Time Warner CEO Jeff Bewkes’ business career is beginning to fade into the sunset, as the sale of Time Warner will have him gracefully exiting from the company. This doesn’t mean he is completely through with the corporate world, but it does mean that he is likely looking for new challenges elsewhere. Where that is we don’t know but we decided it was time that you learned a bit more about Mr. Bewkes. Here are 10 things you didn’t know about the Time Warner CEO.
1. He was directly responsible for some of HBOs most popular shows.
Anyone who has heard of HBO, the Home Box Office channel, has heard of at least one of these programs – The Sopranos, Six Feet Under, Sex and the City. These exist because of none other than Jeff Bewkes. As we will see in other facts on this list, he knows his business and knows when to take a risk. But the truth is, what is seen as a risk by many of the critics ends up being exactly what needs to be done.
2. After taking over at Time Warner, he dumped what were perceived to be essential profit makers for the company.
Instead of trying to be a company known for its diversification, he made AOL a separate business, made Time, Inc. an independent publishing company, and let Time Warner cable see if it could survive on its own.
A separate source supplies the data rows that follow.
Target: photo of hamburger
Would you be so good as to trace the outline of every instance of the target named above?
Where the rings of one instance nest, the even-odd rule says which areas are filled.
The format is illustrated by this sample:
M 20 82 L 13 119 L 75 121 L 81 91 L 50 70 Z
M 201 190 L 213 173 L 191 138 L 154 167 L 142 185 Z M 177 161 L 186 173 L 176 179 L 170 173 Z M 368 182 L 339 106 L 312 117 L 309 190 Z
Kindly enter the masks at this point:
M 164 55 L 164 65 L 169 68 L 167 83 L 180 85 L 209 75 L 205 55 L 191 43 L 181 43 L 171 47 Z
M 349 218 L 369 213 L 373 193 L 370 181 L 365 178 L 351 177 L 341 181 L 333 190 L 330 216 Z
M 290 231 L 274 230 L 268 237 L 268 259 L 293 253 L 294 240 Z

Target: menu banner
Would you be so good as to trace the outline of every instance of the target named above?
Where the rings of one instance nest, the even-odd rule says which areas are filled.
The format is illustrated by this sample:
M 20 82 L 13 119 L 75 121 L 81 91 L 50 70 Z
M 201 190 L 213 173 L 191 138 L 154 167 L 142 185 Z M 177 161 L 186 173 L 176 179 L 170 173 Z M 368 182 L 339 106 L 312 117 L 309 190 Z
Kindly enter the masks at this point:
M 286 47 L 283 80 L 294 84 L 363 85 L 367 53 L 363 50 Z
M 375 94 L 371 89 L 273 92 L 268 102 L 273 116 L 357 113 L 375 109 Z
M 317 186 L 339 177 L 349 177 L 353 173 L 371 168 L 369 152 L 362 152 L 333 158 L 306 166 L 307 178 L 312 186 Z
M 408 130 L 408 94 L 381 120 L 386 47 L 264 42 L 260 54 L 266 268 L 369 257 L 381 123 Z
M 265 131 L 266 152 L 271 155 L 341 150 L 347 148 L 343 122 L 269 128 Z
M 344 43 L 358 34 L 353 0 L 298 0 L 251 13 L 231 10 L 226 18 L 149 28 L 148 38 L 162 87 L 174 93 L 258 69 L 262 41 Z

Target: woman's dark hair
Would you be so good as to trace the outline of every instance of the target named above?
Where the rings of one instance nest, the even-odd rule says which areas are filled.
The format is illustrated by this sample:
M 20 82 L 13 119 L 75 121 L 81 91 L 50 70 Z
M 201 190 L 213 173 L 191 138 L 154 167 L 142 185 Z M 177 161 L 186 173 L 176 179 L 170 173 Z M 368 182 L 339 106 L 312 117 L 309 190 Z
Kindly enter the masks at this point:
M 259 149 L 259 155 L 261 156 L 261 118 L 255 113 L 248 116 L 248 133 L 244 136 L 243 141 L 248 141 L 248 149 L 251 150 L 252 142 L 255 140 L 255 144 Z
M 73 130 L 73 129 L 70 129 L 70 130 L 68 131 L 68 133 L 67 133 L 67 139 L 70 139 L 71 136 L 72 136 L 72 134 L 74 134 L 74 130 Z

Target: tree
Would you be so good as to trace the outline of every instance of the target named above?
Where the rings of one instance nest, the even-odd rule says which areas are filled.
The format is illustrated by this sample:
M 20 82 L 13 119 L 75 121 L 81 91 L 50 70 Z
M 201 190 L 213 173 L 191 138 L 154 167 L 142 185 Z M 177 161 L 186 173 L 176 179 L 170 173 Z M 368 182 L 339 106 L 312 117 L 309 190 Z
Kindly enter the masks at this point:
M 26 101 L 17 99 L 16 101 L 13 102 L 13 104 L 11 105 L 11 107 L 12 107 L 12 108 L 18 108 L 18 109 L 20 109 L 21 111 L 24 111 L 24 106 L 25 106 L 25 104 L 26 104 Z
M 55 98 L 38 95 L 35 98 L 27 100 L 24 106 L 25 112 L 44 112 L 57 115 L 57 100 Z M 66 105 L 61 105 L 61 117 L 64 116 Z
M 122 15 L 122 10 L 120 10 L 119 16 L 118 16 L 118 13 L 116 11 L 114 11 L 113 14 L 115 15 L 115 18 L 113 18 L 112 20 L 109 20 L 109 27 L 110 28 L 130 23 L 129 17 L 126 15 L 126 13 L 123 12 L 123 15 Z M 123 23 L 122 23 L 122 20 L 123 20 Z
All three couldn’t make the cut, while Bewkes turned the company’s focus to a connected triad: news, sports, and entertainment.
3. His college years were not spent studying business.
At Yale University, his major was Philosophy, which he eventually earned his degree in. One friend described him as someone who spent a significant amount of time with “the lunatic fringe” and “free thinkers.” Hardly the foundation for a career as a Fortune 100 company CEO – at least that is the common business perspective.
4. He sold HBO to hotels.
After a few years with trying out banking as a career, he joined HBO when it was just a small company trying to find footing in the pay for cable industry. He would travel around the country, shilling his digital wares to hotel owners who were not quite sure what they were getting into. Today, if a hotel doesn’t have cable it is also not likely to have many customers.
5. His preference is to keep a low profile both in his personal life and as a CEO.
Maybe the reason is he has been through two divorces and chooses to keep his exes out of the media light – a harsh reality that Bewkes knows well. But it seems to be more a part of his personality, to not get caught up in the media mogul mindset, and to just go about his business without a lot of hoopla. This is definitely a rarity in the world of media, and actually quite ironic when you stop to think about it.
6. A primary focus of being CEO was to benefit shareholders.
This will be one of his legacies; that shareholders were a priority in every major decision he would make. When he turned down the offer from Fox to sell the company, media analysts and experts were saying this was a huge mistake because Bewkes would never be able to get a better offer. He stood firm and made the stockholders and himself a lot more money.
7. He recently got a 50% pay raise.
That raise brought his annual salary to $49 million. With the company’s pending sale to AT&T, Bewkes is said to be leaving the media business, so it’s sort of a final thank you for the more than 3 decades he has spent at the company. He achieved his performance goals for the year, adding to the raise with a $14.7 million performance bonus. Just these two monetary rewards totaled more than he made the previous year – $32 million.
8. His politics are not so easily figured out.
During the 2016 election, Bewkes said the threats against the freedom of the press were greater from Democrats than Trump. This is from a man who owns CNN and who has a steady history of donating to Democratic candidates. Analysts say that he is more a proponent of Big Media than he is of a particular Democratic cause or platform.
9. Bewkes was criticized in some corners for not preparing Time Warner for the future cable cutters.
Though the Federal government has given the green light for the sale, Bewkes should have taken responsibility for failing to move on from cable to mobile when the writing was on the wall years ago. This is the opinion of some analysts who say that despite his many successes in the past, Bewkes, 66, had simply fallen behind the times.
10. He has an MBA from Stanford.
After his hazy days at Yale, he decided to get down to business and get the degree that would make a difference in his future career. Though it took him a few years after graduating to find his niche, his Stanford education paid off.